Soja do Brasil pode competir por demanda da China apesar de acordo, diz associação
O acordo comercial de Fase 1 entre Estados Unidos e China assinado nesta semana pode não ser tão negativo para exportações de soja do Brasil, diante de afirmativa dos chineses de que um prometido aumento em compras de produtos norte-americanos seguirá “condições de mercado”, disse à Reuters o dirigente de uma associação de exportadores.
Os termos do acerto, que geraram dúvidas nos mercados sobre a possibilidade de a China entregar as compras de produtos americanos prometidas, também foram vistos com cautela no governo brasileiro, disseram duas fontes em Brasília que falaram sob a condição de anonimato.
“Eu duvido muito que a China, com a força que tem, vai aceitar algo ‘goela abaixo’. Duvido que ela vai parar o esforço de diversificar seus fornecedores”, afirmou uma fonte do governo à Reuters, sob a condição de anonimato.
O vice-premiê chinês Liu He afirmou que outros fornecedores de commodities agrícolas para a China não serão impactados pelo acordo com os norte-americanos e que os negócios serão fechados de acordo com a “competitividade” das ofertas, segundo reportagem da estatal CCTV na quinta-feira.
O compromisso assinado entre as duas maiores potências globais inclui promessa da China de comprar ao menos 12,5 bilhões de dólares adicionais em produtos agrícolas dos EUA em 2020, tendo como base o nível de 2017, além de ao menos mais 19,5 bilhões de dólares em 2021.
O jornal chinês Global Times publicou na quarta-feira afirmação de um economista de um centro de estudos estatal segundo a qual a China elevará significativamente importações de soja dos EUA.
“Tem que ficar atento e alerta, mas esperar para ver se vai ser assim e se os chineses vão querer (cumprir todos termos do acordo)”, adicionou uma segunda fonte, da área econômica do governo.
O presidente da Associação de Comércio Exterior do Brasil (AEB), José Augusto de Castro, minimizou preocupações e afirmou que os termos finais do acordo foram menos impactantes do que inicialmente esperado.
“O resultado foi muito menos pior do que se desenhou.

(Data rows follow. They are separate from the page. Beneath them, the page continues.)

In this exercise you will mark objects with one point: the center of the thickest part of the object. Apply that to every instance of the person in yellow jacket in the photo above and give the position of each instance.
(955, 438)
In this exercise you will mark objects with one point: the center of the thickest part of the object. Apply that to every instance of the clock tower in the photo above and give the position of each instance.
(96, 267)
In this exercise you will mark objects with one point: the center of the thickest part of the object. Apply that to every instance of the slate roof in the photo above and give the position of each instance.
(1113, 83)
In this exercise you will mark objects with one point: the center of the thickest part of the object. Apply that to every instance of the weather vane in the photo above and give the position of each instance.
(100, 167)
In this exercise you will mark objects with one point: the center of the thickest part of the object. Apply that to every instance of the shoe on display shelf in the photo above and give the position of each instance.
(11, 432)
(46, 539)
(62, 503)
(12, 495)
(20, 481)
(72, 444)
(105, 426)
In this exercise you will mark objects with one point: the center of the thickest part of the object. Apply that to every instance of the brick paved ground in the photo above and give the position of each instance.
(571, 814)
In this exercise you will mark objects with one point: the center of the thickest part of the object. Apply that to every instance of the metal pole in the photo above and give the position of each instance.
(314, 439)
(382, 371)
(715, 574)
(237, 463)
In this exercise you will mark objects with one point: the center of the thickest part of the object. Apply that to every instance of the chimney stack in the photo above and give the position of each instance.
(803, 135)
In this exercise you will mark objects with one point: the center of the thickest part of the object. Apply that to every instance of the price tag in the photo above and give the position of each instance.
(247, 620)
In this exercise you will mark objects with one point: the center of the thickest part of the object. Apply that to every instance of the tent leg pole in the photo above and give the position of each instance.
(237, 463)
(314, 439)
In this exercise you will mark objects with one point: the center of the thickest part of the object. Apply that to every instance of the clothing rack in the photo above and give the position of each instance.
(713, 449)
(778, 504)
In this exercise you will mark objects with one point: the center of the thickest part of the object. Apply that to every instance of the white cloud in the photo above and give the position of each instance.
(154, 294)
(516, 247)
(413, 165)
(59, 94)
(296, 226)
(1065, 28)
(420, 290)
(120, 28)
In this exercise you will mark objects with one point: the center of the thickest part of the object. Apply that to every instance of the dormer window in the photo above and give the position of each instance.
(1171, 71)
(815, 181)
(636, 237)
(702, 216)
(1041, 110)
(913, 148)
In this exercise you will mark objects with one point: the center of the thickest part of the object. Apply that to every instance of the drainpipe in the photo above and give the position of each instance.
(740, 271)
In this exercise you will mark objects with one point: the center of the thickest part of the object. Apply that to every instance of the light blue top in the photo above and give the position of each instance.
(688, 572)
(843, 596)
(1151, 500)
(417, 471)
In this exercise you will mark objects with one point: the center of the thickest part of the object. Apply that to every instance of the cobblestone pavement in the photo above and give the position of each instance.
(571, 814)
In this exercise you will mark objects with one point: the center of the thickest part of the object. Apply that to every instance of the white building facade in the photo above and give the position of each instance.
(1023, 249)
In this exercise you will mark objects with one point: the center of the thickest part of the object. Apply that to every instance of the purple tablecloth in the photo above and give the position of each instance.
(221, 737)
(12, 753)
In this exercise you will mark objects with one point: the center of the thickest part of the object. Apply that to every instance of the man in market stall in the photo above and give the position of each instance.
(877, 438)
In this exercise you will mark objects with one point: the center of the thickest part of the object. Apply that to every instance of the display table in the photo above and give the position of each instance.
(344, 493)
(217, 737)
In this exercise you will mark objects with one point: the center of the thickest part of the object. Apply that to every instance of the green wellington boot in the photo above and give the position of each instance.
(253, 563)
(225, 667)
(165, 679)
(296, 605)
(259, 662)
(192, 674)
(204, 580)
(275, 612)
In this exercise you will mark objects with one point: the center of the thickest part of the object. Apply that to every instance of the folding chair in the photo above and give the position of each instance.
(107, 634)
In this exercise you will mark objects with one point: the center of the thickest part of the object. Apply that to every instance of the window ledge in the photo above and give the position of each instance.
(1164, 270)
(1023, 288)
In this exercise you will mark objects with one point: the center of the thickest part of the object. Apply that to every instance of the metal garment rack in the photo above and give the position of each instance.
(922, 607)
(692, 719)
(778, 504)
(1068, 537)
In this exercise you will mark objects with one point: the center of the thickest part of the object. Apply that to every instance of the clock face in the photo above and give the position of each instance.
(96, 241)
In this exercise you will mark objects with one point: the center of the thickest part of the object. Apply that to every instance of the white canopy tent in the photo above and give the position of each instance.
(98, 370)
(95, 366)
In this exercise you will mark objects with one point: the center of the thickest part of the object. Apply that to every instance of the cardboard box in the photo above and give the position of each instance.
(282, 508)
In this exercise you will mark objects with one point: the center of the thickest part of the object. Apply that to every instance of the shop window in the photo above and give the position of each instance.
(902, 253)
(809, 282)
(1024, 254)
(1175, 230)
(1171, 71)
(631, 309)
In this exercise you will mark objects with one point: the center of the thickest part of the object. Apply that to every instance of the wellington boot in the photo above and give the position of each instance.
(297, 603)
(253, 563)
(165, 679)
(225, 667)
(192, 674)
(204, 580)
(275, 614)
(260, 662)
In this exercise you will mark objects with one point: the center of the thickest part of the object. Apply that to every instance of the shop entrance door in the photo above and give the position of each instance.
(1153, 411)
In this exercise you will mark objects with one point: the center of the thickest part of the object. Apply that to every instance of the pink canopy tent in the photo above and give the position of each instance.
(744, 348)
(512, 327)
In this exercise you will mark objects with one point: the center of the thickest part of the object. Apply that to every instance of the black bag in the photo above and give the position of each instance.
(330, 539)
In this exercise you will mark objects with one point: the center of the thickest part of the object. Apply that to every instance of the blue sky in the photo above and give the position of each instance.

O acordo saiu pelo piso (32 bilhões de dólares) e não pelo teto como se especulava (50 bilhões dólares) e veio cercado de dúvidas”, disse ele à Reuters.
“O recado dado é que eles (chineses) vão comprar soja pelo menor custo, pelo menor preço, e, nisso a soja brasileira é mais competitiva”, acrescentou o dirigente da AEB.
Aumento de competição
O Centro de Agronegócio Global do Insper também apontou que “ainda é difícil crer na viabilidade do cumprimento integral do acordo anunciado”, ao menos no prazo pretendido, mas destacou que “é inevitável” a perda para os EUA de parte do mercado chinês de soja conquistado durante a guerra comercial.
A previsão do Isper, assim, é de um retorno à “complementaridade” entre exportações de soja para a China provenientes dos hemisférios norte e sul.
A instituição acadêmica ressaltou, no entanto, que os EUA provavelmente não teriam disponibilidade imediata para atender à crescente demanda chinesa, o que “muito dificilmente ocorrerá para patamares tão elevados nos dois anos previstos no acordo”.
Ainda assim, deverá haver aumento na competição pelo mercado de carnes chinês, assim como pressão sobre embarques de algodão brasileiro para o país, por exemplo.
“Em suma, apenas para atender a perspectiva de elevação de compras iniciais a partir dos EUA, estima-se que o Brasil possa perder, no mercado chinês, cerca de 10 bilhões de dólares em exportações do agronegócio”, apontou a análise do Insper.
A China praticamente parou de comprar soja dos EUA durante a longa disputa comercial, o que impulsionou as importações junto ao Brasil.
Os chineses compraram quase 80% da safra brasileira de soja em 2019, segundo dados do governo brasileiro.